Eigentlich sollten in dieser Saison doch Frohsinn und Erfolg Einzug halten in der Halle am Ratsweg. Mit der Rückkehr von Bernie Johnston, hatten die Fans frohlockt, werde es wieder Spaß machen. Der Manager, von Kameraden "Bulldozer" genannt und als Freund markiger Sprüche bekannt, hatte nicht weniger als den souveränen Einzug in die Play-off-Runde versprochen. So was hörten auch die Sponsoren gerne, niemand widersprach. Anders als der zweite geschaßte Übungsleiter in dieser Runde mußte sich Johnston bislang weder für sein Tun noch seine großspurigen Ankündigungen verantworten. Daß er es war, der das bestens dotierte, hauptsächlich nordamerikanische Personal eingekauft hat, welches seit dem ersten Tag die Erwartungen kaum erfüllt, stimmte die Führung der Lions-Eishockey-GmbH nicht nachdenklich. Statt dessen durfte sich Johnston auch anstandslos in die Geschäfte des Trainers einmischen und so dessen Position schwächen. Wem zuletzt Mannschaftsbesprechungen zu Ohren gekommen waren, konnte hören, daß es nicht Bradley war, der das Wort geführt hat - seine Demontage war eine schleichende.
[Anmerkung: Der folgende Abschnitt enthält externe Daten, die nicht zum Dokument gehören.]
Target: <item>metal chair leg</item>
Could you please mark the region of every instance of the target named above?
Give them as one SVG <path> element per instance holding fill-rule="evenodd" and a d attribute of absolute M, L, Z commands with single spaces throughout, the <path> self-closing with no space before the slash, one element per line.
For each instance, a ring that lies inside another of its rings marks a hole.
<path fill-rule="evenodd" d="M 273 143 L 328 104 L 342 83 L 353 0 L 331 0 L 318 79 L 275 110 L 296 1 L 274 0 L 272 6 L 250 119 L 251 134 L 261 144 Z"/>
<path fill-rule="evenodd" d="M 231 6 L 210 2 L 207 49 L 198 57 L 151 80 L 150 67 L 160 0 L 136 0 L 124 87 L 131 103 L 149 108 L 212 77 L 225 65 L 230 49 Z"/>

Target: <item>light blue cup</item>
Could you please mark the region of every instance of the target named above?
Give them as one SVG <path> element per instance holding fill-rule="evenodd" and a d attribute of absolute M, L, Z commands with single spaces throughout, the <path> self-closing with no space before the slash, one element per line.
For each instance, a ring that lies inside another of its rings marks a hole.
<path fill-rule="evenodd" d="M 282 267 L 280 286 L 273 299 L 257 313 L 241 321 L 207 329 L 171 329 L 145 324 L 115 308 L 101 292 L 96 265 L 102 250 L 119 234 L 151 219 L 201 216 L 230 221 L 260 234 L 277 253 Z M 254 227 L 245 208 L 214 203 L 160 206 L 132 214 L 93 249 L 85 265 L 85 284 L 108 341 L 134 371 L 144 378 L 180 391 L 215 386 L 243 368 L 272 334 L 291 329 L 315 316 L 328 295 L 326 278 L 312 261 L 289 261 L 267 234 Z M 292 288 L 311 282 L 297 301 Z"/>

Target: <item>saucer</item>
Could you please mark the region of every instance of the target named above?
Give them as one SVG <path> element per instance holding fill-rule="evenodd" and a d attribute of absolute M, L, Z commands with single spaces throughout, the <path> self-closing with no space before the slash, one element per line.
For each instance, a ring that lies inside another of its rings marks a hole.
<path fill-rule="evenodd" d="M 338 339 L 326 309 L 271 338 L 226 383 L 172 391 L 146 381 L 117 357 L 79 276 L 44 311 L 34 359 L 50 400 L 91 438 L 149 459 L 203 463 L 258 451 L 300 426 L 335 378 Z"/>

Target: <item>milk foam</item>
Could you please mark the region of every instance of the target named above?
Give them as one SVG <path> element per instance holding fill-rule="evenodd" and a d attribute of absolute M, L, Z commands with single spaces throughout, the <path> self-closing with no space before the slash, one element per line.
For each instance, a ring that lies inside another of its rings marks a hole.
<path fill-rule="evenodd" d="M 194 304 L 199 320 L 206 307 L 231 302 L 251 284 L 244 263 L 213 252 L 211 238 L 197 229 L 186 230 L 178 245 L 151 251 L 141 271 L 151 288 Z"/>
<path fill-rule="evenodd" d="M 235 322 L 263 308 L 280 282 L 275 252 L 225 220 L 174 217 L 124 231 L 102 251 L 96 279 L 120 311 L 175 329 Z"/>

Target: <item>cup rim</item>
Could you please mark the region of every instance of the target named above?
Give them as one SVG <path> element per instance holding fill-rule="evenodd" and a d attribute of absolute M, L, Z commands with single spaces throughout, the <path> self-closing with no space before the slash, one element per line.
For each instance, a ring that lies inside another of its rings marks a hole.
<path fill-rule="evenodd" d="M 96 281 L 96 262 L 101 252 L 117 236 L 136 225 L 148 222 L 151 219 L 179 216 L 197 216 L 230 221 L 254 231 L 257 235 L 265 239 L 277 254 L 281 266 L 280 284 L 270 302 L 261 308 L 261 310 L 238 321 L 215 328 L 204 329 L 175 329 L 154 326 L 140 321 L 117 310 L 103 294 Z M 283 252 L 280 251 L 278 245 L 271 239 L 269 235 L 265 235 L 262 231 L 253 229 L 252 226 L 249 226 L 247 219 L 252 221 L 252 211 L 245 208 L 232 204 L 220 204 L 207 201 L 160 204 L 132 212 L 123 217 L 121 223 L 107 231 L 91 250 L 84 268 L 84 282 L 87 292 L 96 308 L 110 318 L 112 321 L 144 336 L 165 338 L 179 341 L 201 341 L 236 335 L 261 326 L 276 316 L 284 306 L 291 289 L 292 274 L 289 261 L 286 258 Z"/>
Womit eines der grundlegenden Probleme im Frankfurter Eishockey benannt wäre: die Schwäche Gerd Schröders. Dem Alleingesellschafter, der sich den Klub als Hobby hält, fehlt es an Kompetenz. Der millionenschwere Mäzen läßt sich von den Wünschen der Fans und Sponsoren, wenn nicht leiten, so doch beeinflussen. Immer in der Hoffnung, sein Geld garantiere Tore und Erfolge. Sein Verdienst, Mitte der neunziger Jahre in einem Kraftakt die Lions aus größten finanziellen Schwierigkeiten gerettet zu haben, ist unbestritten. Doch Schröder hat es bis heute versäumt, mit Hilfe von Fachleuten in seinem Umfeld Know-how zu entwickeln und gewinnbringende Kontakte in der DEL zu knüpfen.
Wenn die gegenwärtige Krise etwas Gutes hat, dann die Chance, sich endlich der Fehler der jüngeren Vergangenheit bewußt zu werden. Die Leidensfähigkeit der Basis ist mittlerweile erschöpft, ein Aufbruch zu Neuem zwingend geboten. Da die DEL von diesem Herbst an nur noch 13 Ausländerlizenzen zuläßt, verbietet sich eine Einkaufspolitik wie zuletzt, der künftige Mann an der Bande müßte vor allem ein gutes Händchen für deutsche Talente besitzen. Manager Johnston, sicher eine der entscheidenden Steller im System des Klubs, hätte sich auf eine dienende Funktion im Hintergrund zurückzuziehen. Würde sich Schröder dessen bewußt, wäre den Lions schon viel geholfen.